A decisão foi comunicada por Tomás ao presidente Lula e ao ministro da Defesa, José Múcio Monteiro, em uma reunião no Palácio do Planalto no início da tarde. Segundo relatos de pessoas que acompanham o caso, o comandante do Exército apresentou a solução como uma forma de garantir que Lawand responda judicialmente às possíveis acusações.
A reportagem não conseguiu contato com o coronel Lawand.
As conversas entre ele e Cid foram reveladas pela revista Veja. Nas mensagens, o coronel pedia ao ajudante de ordens para que Bolsonaro desse um golpe contra a eleição de Lula. “Convença o 01 a salvar esse país!”, escreveu em uma das conversas.
O Exército não costuma abrir processos administrativos nestes casos, por considerar que o caso precisa antes ser analisado pelas instâncias judiciárias.
Decisão semelhante foi tomada quando Cid passou a ser investigado pela PF pelas movimentações financeiras na Presidência. A Força não abriu processo interno contra o tenente-coronel, mas decidiu, em acordo com o militar, não o deixar assumir o comando do 1º Batalhão de Ações de Comando, em Goiânia (GO).
A revelação de diálogos envolvendo um militar da ativa foi avaliada dentro do Ministério da Defesa como uma situação delicada.
Após ser informado do caso, o ministro José Múcio marcou para esta sexta uma conversa com o comandante do Exército, para discutir a condição de Lawand e avaliar providências em relação ao coronel.
O encontro entre os dois acabou substituído por uma reunião com o presidente Lula, no Palácio da Alvorada. O petista convocou Múcio e Tomás para esclarecer a situação do coronel e pedir providências.
A defesa de Bolsonaro emitiu nota na tarde desta sexta-feira (16) e afirmou que o político “jamais participou de qualquer conversa sobre um suposto golpe de Estado”. Também afirmou que Cid, “pela função exercida”, recebia as demandas que deveriam chegar ao conhecimento do presidente.

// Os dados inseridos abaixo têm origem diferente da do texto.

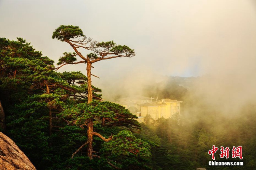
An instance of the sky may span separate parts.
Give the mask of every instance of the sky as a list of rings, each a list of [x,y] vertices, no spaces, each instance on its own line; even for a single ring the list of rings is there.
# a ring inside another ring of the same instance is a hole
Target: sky
[[[94,78],[93,84],[103,89],[120,82],[134,87],[143,79],[162,76],[210,74],[212,79],[198,85],[212,90],[200,92],[214,98],[225,92],[216,87],[228,87],[237,101],[256,96],[254,0],[0,0],[0,37],[25,38],[55,63],[64,52],[72,52],[52,39],[61,25],[78,26],[94,40],[134,49],[132,57],[95,63],[92,73],[100,79]],[[85,66],[59,70],[85,73]]]

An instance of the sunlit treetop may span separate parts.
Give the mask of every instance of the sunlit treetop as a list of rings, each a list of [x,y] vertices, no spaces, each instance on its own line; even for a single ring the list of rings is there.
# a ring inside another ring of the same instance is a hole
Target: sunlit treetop
[[[53,39],[57,38],[58,40],[63,41],[70,38],[76,38],[83,37],[85,35],[82,30],[78,26],[60,26],[53,32]]]

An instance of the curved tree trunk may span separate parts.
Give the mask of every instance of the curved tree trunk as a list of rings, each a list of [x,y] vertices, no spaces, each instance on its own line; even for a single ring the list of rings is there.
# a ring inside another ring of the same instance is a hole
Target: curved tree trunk
[[[89,103],[93,101],[93,88],[91,87],[91,63],[90,62],[87,62],[86,66],[86,71],[87,72],[87,83],[88,85],[88,103]]]
[[[93,88],[91,87],[91,63],[87,62],[86,71],[87,72],[87,81],[88,86],[88,103],[93,101]],[[93,159],[93,122],[92,119],[90,119],[87,126],[87,156],[90,159]]]
[[[4,132],[6,131],[5,116],[1,100],[0,100],[0,128],[3,129]]]
[[[87,156],[89,159],[91,160],[93,159],[93,120],[90,119],[89,122],[87,126]]]

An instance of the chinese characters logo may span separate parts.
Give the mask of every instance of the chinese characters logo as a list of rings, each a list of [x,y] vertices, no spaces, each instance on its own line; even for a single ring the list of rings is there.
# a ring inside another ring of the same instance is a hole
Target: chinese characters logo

O documento, assinado pelos advogados Paulo Amador da Cunha Bueno, Daniel Bettamio Tesser e Fábio Wajngarten, argumenta ainda que o celular de Cid “por diversas ocasiões se transformou em uma simples caixa de correspondência que registrava as mais diversas lamentações”.
Em nota, o Exército afirmou que opiniões e comentários pessoais “não representam o pensamento da cadeia de comando” da Força.
“Como Instituição de Estado, apartidária, o Exército prima sempre pela legalidade e pelo respeito aos preceitos constitucionais. Os fatos recentes somente ratificam e comprovam a atitude legalista do Exército de Caxias”, complementa.
A Força ainda disse que “eventuais condutas individuais julgadas irregulares serão tratadas no âmbito judicial” e que, na esfera administrativa, “as medidas cabíveis já estão sendo adotadas”.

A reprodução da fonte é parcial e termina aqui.